# Hive and frame size



## Michael Bush (Aug 2, 2002)

Here's mostly the why:
http://www.bushfarms.com/beeslazy.htm#uniformframesize

The what is I use all eight frame mediums. I've had about everything there is and converted everything to eight frame mediums. I cut down all the boxes and all the frames. But it would have been a lot easier to just start out with them...

http://www.bushfarms.com/beeseightframemedium.htm


----------



## Mtn. Bee (Nov 10, 2009)

Have been seriously thinking about going to all 10 frame 7-5/8" boxes.
I believe it is good all around size for both brood boxes and honey supers.
I believe Michael Bush has the right idea with keeping to, one size for all theory as it makes a lot of hard work go such much smoother when you try to organize things!


----------



## pieter1 (Dec 21, 2009)

Thanks for your replies. I am a beekeeper in The Netherlands, I'm planning to use the same system that Michael Bush is using. In the Netherlands the most common frame size is simplex. I would like to use Langstroth supers, are the frames of Langstroth supers the same as the dadant US supers?


----------



## bluegrass (Aug 30, 2006)

In the US any size other than Langstroth is completely unknown. What Micheal Bush uses as a "medium" super is in fact a Dadant super with less frames, so the frame is the same size as your Dadant supers. 

If Simplex is the most common in your area, that is what I would use, just for ease of acquisition. 

Hope that helps.


----------



## Michael Bush (Aug 2, 2002)

>I am a beekeeper in The Netherlands, I'm planning to use the same system that Michael Bush is using. In the Netherlands the most common frame size is simplex. I would like to use Langstroth supers, are the frames of Langstroth supers the same as the dadant US supers? 

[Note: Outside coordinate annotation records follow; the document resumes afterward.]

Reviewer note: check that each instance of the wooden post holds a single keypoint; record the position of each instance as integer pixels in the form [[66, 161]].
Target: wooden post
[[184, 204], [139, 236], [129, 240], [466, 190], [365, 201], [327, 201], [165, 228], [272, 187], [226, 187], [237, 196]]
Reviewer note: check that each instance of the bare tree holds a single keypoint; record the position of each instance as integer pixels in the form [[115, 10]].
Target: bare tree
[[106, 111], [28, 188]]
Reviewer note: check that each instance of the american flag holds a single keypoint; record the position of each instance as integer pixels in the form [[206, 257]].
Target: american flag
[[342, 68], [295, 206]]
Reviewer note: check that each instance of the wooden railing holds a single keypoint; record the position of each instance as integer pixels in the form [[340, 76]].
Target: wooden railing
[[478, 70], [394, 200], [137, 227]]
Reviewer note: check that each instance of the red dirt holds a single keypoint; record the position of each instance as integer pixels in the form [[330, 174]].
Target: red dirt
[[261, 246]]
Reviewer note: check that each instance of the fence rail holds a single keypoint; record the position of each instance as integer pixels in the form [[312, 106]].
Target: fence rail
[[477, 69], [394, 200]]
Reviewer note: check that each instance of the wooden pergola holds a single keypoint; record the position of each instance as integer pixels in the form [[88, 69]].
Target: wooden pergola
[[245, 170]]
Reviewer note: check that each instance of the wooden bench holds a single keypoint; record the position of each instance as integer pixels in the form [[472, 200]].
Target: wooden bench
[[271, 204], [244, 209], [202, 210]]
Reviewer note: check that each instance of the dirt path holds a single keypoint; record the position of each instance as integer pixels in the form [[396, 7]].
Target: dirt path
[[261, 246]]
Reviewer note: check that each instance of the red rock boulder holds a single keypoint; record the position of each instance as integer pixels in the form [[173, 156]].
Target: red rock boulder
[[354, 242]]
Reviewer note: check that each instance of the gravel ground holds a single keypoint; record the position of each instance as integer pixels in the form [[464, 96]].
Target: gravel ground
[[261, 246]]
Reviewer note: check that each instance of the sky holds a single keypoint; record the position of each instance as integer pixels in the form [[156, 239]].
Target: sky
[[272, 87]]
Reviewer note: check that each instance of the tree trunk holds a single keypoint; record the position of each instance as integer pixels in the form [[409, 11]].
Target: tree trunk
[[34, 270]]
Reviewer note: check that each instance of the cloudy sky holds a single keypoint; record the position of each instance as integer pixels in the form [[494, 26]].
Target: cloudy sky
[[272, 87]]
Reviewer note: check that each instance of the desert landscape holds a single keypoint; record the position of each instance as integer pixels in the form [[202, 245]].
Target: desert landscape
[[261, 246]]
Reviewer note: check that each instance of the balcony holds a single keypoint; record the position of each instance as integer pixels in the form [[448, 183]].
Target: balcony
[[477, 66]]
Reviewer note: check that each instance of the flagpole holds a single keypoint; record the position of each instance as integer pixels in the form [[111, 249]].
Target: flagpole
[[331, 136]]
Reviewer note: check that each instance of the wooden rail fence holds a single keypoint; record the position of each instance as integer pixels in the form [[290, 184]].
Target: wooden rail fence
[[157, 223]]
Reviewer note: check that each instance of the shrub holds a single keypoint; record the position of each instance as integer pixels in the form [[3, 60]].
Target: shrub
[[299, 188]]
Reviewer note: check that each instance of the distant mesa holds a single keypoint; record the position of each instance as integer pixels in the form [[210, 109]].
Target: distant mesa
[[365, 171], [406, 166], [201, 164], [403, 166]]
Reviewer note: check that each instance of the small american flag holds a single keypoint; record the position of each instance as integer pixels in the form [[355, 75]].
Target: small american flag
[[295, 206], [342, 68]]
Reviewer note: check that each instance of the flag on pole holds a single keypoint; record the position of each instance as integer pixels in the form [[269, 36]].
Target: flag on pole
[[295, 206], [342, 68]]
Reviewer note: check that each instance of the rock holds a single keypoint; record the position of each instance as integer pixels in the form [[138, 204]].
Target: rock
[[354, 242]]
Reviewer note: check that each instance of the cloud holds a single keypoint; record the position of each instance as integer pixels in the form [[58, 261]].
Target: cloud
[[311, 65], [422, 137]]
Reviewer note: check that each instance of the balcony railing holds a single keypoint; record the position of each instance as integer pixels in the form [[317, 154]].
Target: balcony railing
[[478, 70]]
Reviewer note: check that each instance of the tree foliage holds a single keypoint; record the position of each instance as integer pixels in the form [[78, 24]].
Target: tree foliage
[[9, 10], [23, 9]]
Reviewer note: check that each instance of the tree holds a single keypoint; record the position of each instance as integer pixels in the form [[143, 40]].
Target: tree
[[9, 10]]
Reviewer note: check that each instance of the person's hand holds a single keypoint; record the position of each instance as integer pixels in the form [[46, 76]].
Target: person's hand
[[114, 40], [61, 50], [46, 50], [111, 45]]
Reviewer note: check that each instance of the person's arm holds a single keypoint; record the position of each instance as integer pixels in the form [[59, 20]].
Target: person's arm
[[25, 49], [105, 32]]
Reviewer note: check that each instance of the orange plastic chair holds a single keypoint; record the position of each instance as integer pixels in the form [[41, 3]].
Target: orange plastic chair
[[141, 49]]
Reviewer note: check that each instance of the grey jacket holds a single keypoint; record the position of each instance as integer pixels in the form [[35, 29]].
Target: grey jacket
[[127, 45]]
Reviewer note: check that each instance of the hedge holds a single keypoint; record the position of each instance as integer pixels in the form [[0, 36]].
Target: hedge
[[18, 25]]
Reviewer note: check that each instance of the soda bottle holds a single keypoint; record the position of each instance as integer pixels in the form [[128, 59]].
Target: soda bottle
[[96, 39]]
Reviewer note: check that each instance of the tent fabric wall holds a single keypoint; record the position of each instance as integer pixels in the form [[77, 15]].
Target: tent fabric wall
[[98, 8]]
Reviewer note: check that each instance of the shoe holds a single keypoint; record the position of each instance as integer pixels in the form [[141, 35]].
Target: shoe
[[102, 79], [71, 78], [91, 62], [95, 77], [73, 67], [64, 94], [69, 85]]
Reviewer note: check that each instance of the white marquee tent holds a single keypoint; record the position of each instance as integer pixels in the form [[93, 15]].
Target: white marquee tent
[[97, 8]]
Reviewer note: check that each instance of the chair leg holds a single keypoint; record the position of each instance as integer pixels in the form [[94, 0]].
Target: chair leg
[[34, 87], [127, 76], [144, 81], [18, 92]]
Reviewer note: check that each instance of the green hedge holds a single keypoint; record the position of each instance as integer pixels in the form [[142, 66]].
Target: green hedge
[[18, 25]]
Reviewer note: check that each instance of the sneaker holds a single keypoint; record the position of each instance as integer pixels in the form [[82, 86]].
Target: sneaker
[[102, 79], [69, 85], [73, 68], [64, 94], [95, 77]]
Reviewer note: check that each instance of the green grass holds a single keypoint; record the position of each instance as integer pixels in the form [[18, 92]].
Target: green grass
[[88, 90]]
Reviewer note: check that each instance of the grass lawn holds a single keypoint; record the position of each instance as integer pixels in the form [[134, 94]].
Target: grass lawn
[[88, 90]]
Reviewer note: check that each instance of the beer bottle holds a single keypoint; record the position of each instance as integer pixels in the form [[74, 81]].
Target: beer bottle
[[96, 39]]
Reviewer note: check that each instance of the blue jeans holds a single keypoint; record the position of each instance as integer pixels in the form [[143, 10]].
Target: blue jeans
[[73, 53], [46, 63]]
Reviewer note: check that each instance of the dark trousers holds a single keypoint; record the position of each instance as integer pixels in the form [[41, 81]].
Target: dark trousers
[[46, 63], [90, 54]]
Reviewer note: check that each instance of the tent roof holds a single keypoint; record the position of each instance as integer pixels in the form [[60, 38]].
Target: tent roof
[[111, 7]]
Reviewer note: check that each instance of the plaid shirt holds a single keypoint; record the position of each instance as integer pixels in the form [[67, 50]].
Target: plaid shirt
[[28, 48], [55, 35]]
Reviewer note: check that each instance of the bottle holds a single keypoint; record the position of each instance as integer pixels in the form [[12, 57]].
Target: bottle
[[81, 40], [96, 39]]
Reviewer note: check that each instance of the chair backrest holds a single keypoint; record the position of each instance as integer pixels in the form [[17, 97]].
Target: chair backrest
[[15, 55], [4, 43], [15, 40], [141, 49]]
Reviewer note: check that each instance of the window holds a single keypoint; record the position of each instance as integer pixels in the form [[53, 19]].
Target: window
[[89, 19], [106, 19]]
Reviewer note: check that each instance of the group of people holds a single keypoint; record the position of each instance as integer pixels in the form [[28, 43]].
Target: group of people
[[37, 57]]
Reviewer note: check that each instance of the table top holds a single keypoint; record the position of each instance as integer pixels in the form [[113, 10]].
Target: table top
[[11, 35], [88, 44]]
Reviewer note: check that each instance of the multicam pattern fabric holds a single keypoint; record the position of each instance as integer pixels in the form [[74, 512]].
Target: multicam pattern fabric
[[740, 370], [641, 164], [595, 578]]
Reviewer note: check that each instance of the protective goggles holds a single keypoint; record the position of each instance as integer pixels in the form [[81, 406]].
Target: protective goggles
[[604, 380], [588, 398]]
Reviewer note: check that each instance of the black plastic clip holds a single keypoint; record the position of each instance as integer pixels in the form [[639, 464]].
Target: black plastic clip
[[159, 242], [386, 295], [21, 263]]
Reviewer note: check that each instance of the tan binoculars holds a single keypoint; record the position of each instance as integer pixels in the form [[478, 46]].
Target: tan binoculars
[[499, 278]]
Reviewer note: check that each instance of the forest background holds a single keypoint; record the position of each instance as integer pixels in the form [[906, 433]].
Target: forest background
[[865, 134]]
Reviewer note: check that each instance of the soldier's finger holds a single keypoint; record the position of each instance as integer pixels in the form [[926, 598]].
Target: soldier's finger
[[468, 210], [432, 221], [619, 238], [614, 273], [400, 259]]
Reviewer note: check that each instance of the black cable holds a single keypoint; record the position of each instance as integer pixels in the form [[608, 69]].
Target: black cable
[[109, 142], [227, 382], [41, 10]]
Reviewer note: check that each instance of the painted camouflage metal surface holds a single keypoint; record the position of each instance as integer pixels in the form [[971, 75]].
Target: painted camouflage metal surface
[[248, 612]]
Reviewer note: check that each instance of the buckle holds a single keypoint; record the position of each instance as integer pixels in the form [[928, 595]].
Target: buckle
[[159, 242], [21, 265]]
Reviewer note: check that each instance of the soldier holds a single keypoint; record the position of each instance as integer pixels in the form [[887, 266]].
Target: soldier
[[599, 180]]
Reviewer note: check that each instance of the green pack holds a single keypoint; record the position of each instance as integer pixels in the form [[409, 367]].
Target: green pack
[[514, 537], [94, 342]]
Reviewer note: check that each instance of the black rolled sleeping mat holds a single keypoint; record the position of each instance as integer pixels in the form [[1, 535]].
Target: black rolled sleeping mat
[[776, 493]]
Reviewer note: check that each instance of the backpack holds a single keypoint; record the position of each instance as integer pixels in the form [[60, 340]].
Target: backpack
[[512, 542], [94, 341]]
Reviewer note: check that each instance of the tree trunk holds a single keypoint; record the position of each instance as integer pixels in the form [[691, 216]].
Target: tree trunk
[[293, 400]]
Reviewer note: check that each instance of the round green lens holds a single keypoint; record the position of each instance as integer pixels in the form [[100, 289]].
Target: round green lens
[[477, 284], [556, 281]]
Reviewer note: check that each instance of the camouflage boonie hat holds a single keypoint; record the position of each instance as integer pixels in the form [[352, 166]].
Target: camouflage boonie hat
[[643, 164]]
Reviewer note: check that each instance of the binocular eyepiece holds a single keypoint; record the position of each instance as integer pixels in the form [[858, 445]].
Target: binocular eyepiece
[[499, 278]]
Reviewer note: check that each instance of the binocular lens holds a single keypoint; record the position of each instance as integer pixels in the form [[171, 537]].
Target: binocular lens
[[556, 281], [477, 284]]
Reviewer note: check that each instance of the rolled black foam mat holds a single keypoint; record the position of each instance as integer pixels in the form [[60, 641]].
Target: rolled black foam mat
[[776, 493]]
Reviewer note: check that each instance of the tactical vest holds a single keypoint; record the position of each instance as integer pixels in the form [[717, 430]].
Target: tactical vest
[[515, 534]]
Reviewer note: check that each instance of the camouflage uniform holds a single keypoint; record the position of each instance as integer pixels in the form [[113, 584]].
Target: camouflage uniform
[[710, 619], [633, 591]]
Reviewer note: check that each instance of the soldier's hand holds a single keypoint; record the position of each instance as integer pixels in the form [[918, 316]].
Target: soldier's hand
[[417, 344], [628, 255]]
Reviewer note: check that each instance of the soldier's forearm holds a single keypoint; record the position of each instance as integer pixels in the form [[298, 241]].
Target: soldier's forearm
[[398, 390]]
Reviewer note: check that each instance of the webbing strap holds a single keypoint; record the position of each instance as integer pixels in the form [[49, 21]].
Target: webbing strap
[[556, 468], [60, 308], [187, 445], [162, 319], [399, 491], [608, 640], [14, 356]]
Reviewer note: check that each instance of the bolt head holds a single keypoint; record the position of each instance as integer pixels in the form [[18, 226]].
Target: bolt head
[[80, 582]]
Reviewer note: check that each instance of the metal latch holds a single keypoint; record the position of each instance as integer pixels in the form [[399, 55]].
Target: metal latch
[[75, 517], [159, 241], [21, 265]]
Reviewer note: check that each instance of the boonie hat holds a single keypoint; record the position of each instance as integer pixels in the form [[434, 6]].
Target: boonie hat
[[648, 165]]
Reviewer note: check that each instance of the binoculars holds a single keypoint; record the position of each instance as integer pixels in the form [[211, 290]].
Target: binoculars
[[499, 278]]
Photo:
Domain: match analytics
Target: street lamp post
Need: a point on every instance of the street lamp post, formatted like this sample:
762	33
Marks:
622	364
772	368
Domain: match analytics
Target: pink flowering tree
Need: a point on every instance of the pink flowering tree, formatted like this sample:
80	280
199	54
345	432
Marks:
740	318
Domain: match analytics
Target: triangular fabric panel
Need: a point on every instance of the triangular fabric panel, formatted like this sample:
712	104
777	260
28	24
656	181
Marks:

I'm not sure of all the terminology nor am I sure what a "simplex" hive is. I can find some on the internet, but no clear dimensions. I'm using a standard eight frame Langstroth box (that we have had in common use here since the mid 1800s) and a medium frames (that has been around since the late 1800s). The frame has to fit the box. In other words they have to be medium depth boxes and medium depth frames. A medium is a 6 1/4" frame in a 6 5/8" deep box (15.875 cm deep frame).

Usually in Europe and in the US a "Dadant" is 11 1/4" frame (28.575 cm). 

I would stick with what is readily available in The Netherlands. But basically what I'm using is a more shallow frame (although not the shallowest, we have two frame sizes more shallow, a "shallow" and an "extra shallow") and a more narrow box (8 frames vs 10 frames). I see Simplex boxes for sale (although I don't see various depths) in various widths of 5, 6 and 11. Six is probably a bit skinny to be stable in the wind in my climate. In my short time in The Netherlands, I never saw wind there like we have, but I'm sure you have wind fairly constant or you wouldn't have invented the windmill.  But if you put them against one another that might be stable enough. Or it might be worth building eight frame boxes for Simplex frames. Are there different depths for the Simplex boxes and frames?

My goal was something that packed full of honey would not exceed 50 lbs. (23 kg) for lifting purposes. I also wanted something the width of a winter cluster (12 1/4" inside or 31 cm). So the eight frame mediums were perfect for me.


----------